At least it didn’t take long for Harris to play in an actual NBA game. He came in at the end of the Braves’ 111-91 win over the Knicks on October 24, 1974. Bernie played one minute, and grabbed one rebound to get on the stat sheet. That started a pattern for Harris. He played four minutes on October 29 against Golden State, and three minutes on November 3 in Los Angeles. In the latter game, he scored his first point. On December 12 against Houston, Harris scored the first field goal of his career. Finally on January 12 in a win over Boston, Bernie scored the last basket of his NBA career.
He was waived on January 20. Jim Washington had been acquired by the Braves on January 8, so the Braves probably ran out of roster room for Bernie. Harris’ final numbers were rather microscopic – 5 points (2 for 11 shooting from the field), 8 rebounds, 1 block, and 1 assist. Still, he had been on an NBA roster for more than three months, which is more than most fourth round picks of the era could say. Harris was invited back by the Braves for training camp that fall, but didn’t make the team.
“Getting waived was hard, but I felt that if I had enough talent to make it that far, then I would find my place in the game somewhere,” Harris said.
The center-forward did plenty of traveling in the years after that. He played in the Continental Basketball Association in America, as well as in Switzerland, Germany and Israel. Bernie popped up in a league in the Phillipines in 1979, playing for the Crispa Redmanzers. The next year his agent called him and said, “How would you like to go somewhere where there are a lot of pretty girls and make some money?” Harris was interested when told the offer came from Finland. He started by playing for NMKY Turku. "When I came, at that time there were only four black people in Turku,” Harris said to Calvar.

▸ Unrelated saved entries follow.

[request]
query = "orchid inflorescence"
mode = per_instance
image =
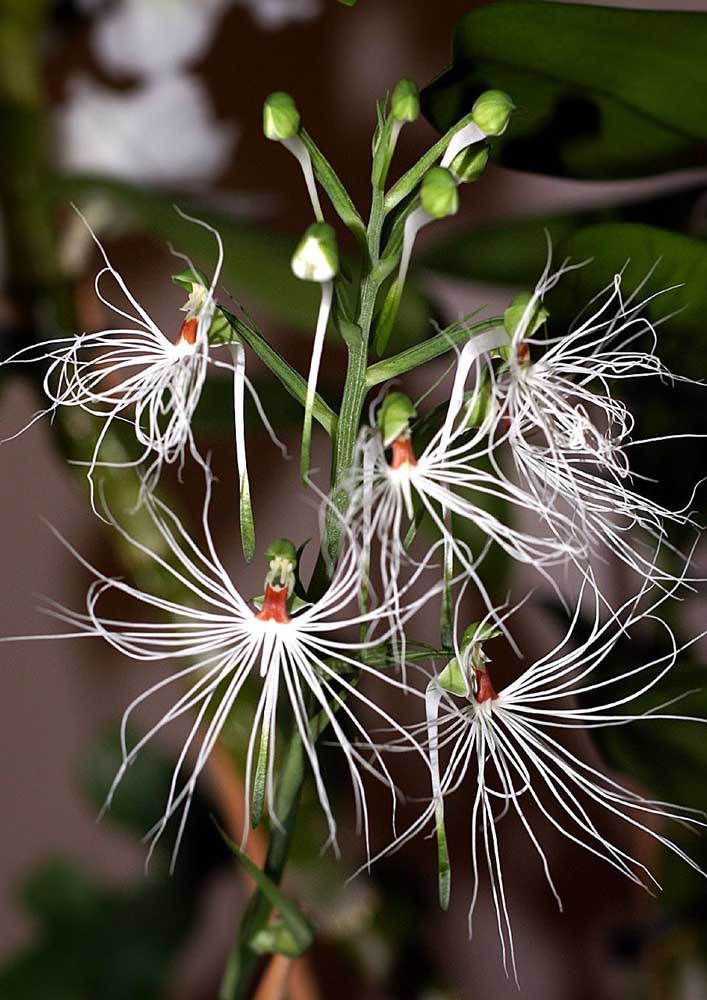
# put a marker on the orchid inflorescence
(527, 457)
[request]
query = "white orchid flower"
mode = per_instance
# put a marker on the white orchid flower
(219, 642)
(510, 740)
(553, 405)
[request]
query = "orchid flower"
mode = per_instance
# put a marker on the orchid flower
(510, 738)
(391, 487)
(219, 642)
(139, 375)
(552, 404)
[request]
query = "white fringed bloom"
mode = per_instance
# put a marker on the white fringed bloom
(139, 375)
(220, 642)
(568, 434)
(510, 740)
(442, 480)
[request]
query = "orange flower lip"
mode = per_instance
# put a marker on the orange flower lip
(402, 453)
(274, 606)
(187, 334)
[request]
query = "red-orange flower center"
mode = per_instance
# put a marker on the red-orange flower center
(188, 331)
(485, 690)
(402, 453)
(274, 607)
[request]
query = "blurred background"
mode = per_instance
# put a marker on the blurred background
(130, 106)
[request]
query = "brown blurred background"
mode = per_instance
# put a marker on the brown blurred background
(56, 697)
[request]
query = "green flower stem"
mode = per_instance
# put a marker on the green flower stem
(243, 962)
(420, 354)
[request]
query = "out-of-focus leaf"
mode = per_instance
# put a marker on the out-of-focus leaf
(601, 91)
(514, 252)
(300, 932)
(116, 943)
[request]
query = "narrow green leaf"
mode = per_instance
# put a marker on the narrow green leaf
(444, 868)
(246, 520)
(290, 379)
(514, 251)
(420, 354)
(603, 91)
(259, 780)
(295, 922)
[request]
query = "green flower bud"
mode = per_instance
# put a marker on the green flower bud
(517, 309)
(439, 194)
(405, 102)
(394, 416)
(280, 117)
(470, 164)
(492, 111)
(317, 257)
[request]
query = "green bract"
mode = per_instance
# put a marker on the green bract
(317, 257)
(394, 416)
(280, 116)
(517, 310)
(469, 165)
(281, 548)
(405, 102)
(492, 111)
(439, 194)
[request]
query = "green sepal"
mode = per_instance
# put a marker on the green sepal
(453, 679)
(220, 331)
(246, 521)
(439, 194)
(516, 310)
(297, 925)
(476, 632)
(394, 416)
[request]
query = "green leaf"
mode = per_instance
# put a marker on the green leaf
(246, 520)
(338, 195)
(429, 349)
(300, 931)
(295, 384)
(602, 91)
(514, 251)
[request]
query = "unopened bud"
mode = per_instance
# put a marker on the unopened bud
(470, 164)
(492, 111)
(394, 416)
(317, 257)
(405, 102)
(280, 117)
(439, 194)
(535, 315)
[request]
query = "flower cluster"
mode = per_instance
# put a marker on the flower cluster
(526, 459)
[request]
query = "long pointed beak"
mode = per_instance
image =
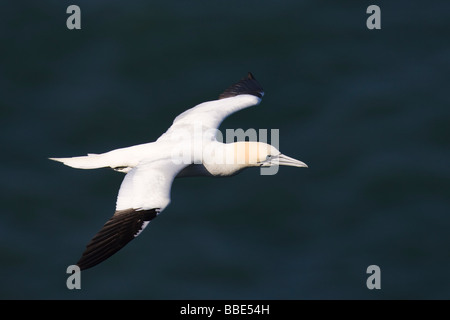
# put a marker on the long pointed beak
(288, 161)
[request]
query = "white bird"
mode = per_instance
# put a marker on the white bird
(188, 148)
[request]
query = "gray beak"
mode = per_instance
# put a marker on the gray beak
(283, 160)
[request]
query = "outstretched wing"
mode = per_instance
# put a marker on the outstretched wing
(245, 93)
(144, 193)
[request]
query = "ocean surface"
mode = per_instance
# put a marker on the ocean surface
(367, 110)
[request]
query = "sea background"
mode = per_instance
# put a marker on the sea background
(367, 110)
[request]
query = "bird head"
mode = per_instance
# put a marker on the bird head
(260, 154)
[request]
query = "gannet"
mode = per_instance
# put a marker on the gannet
(151, 167)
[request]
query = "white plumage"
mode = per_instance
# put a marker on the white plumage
(151, 168)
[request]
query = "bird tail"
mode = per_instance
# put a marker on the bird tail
(91, 161)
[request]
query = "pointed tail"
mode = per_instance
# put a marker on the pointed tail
(91, 161)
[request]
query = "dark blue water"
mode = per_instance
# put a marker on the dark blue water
(367, 110)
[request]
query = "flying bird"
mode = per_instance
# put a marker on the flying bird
(188, 148)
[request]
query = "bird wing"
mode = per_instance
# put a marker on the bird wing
(245, 93)
(143, 194)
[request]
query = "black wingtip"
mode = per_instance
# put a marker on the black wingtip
(247, 85)
(123, 227)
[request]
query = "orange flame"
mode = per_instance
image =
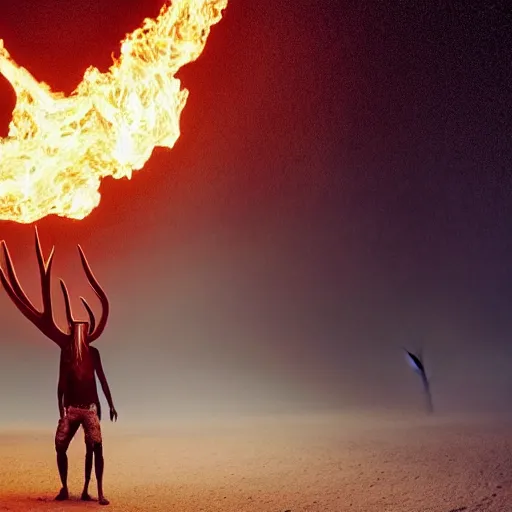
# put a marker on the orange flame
(59, 148)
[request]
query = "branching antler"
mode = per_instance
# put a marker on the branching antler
(44, 320)
(94, 332)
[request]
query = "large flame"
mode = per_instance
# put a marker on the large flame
(59, 148)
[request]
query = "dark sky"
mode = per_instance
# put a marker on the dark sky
(341, 188)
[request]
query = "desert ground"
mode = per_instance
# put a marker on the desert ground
(329, 462)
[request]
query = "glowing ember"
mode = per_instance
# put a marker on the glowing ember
(59, 148)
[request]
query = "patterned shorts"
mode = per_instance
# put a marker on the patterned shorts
(69, 425)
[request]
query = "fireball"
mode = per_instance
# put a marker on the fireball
(60, 147)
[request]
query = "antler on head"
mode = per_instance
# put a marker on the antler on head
(44, 320)
(94, 332)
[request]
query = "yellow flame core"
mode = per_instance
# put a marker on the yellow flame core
(59, 148)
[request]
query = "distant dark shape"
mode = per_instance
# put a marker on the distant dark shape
(77, 393)
(416, 363)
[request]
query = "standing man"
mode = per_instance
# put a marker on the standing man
(79, 364)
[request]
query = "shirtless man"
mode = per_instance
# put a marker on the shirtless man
(79, 363)
(79, 405)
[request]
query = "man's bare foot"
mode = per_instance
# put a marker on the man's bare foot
(63, 495)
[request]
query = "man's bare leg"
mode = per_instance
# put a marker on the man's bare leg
(89, 451)
(98, 468)
(62, 464)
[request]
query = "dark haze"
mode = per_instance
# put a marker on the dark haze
(341, 189)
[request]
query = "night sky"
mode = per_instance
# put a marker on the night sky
(341, 188)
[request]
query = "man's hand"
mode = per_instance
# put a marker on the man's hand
(113, 414)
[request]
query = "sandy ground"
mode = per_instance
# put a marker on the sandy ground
(322, 462)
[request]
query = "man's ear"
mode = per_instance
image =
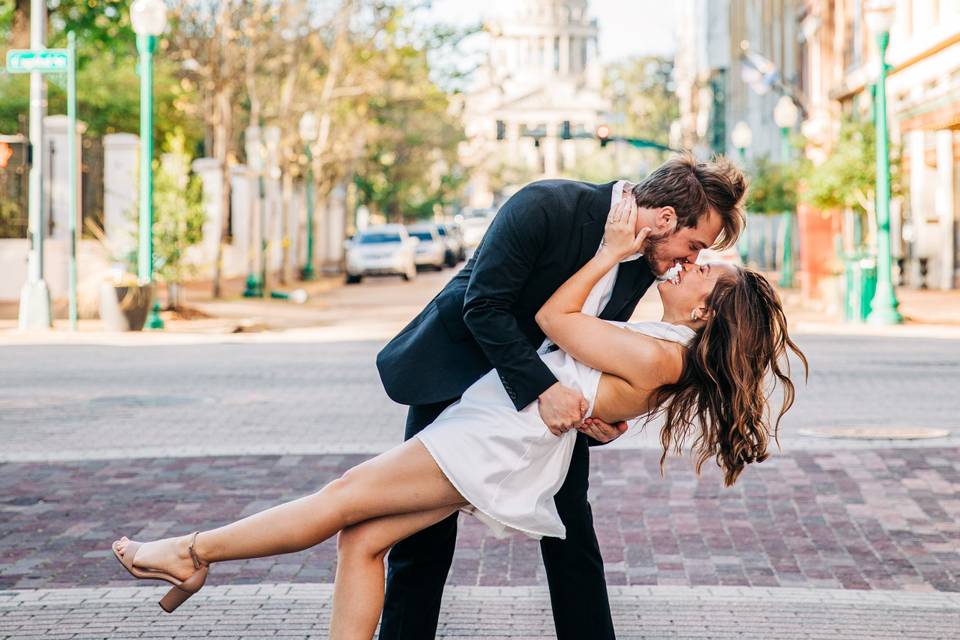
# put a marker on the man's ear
(666, 219)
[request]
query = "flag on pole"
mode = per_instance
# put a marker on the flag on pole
(758, 72)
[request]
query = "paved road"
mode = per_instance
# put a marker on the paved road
(830, 538)
(76, 402)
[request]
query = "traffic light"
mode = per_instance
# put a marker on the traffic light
(6, 152)
(603, 134)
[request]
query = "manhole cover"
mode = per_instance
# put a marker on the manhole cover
(877, 433)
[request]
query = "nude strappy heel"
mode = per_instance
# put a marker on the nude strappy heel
(182, 589)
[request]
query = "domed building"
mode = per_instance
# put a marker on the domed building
(542, 79)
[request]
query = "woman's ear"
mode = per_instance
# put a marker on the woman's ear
(700, 313)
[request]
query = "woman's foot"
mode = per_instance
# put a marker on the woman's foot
(170, 555)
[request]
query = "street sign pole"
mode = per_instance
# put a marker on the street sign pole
(34, 312)
(74, 161)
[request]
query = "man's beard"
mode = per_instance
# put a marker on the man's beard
(652, 247)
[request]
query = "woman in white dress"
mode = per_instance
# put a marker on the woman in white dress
(704, 367)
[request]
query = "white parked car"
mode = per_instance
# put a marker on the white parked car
(453, 237)
(474, 224)
(381, 250)
(432, 249)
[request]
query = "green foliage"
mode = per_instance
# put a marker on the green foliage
(410, 167)
(773, 187)
(847, 178)
(178, 211)
(642, 92)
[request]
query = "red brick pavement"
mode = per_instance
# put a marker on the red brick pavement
(862, 519)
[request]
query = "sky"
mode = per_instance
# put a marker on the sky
(627, 27)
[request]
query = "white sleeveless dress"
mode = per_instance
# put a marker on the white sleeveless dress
(506, 463)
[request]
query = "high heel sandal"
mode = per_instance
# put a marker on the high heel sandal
(182, 589)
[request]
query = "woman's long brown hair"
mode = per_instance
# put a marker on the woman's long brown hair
(723, 391)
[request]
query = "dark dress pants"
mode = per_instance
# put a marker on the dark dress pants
(418, 566)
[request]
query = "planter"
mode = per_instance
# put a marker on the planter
(124, 307)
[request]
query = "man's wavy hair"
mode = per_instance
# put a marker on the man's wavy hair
(693, 188)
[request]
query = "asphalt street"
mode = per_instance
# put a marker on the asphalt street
(151, 438)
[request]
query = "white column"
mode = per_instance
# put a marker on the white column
(946, 209)
(548, 53)
(565, 54)
(243, 195)
(211, 176)
(120, 153)
(57, 176)
(919, 201)
(336, 215)
(551, 155)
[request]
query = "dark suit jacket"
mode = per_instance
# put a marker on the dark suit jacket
(484, 317)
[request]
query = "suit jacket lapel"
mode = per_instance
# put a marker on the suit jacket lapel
(592, 229)
(631, 278)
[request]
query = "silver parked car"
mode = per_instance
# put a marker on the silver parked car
(381, 250)
(432, 250)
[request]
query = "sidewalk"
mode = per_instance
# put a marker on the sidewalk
(303, 611)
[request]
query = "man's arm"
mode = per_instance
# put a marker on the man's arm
(503, 265)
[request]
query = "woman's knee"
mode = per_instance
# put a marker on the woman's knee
(359, 542)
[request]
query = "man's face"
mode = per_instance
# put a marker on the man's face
(667, 248)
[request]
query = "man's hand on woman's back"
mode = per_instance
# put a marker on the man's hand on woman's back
(562, 408)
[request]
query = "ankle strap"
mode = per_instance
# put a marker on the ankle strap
(197, 563)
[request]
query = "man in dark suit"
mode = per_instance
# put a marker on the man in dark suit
(484, 318)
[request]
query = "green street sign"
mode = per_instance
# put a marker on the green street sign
(40, 60)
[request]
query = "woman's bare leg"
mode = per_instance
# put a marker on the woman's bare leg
(403, 480)
(361, 548)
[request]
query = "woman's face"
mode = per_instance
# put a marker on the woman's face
(696, 283)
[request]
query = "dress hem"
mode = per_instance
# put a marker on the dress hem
(534, 534)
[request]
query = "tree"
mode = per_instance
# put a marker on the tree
(643, 96)
(410, 168)
(847, 178)
(179, 215)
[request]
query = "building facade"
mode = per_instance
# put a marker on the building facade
(840, 62)
(542, 76)
(712, 38)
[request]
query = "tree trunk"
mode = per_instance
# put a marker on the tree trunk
(20, 31)
(285, 271)
(221, 146)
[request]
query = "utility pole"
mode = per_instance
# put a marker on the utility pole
(35, 296)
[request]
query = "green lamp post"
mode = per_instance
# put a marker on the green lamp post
(883, 309)
(149, 19)
(742, 137)
(785, 115)
(309, 130)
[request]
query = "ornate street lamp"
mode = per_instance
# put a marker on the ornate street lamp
(309, 130)
(786, 115)
(742, 137)
(149, 19)
(883, 309)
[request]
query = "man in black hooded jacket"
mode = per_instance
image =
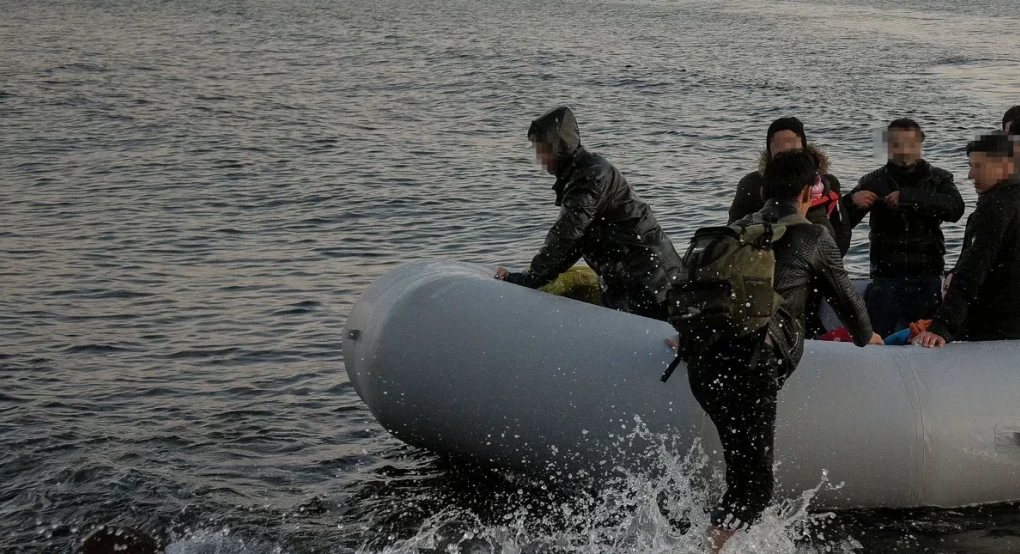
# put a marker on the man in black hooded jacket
(603, 220)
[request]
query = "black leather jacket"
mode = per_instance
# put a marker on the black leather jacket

Bernie won a title in Turku, and eventually played for a couple of other teams in Finland - even coaching a national team of teen-agers at one point. Harris was still playing regularly at Finland’s top division of play at the age of 47 – and filled in on the roster of a team he was coaching at the age of 52. Along the way, he picked up the nickname of Benkku – as a teammate couldn’t say “Bernard.” “I had a lot of fun here,” he said to Calvar. “Probably the nightlife I think was one of the best things. I used to like to go out and have fun and stuff like that. But also being known made a lot easier for me to do the things I wanted to do.
“For example I wrote a book about basketball, I had several TV shows on nutrition, doping and anti-doping in sports. ... I work a lot with schools and young kids who want to become basketball players. Even the president of Finland, Sauli Niinisto, who used to live like me in Salo and used to be an avid rollerblader, wrote something for me about rollerblading and exercising.”
It’s been an unexpected trip from Virginia to Finland. Would he do it all over again?
“That’s a good question because it is always easier to look behind and think how would it be,” he said to Calvar. “You never know where life is going to take you. Wherever it takes you, I think you have to try to make the best out of it, whether it’s at home or here. Who knows what my life would have been in the States in the same period of time? Obviously I didn’t choose this path; life chose this path for me. I am not always happy of course, nobody is. I just expect to make the best that I can and hopefully to make it a little bit better for my daughter.”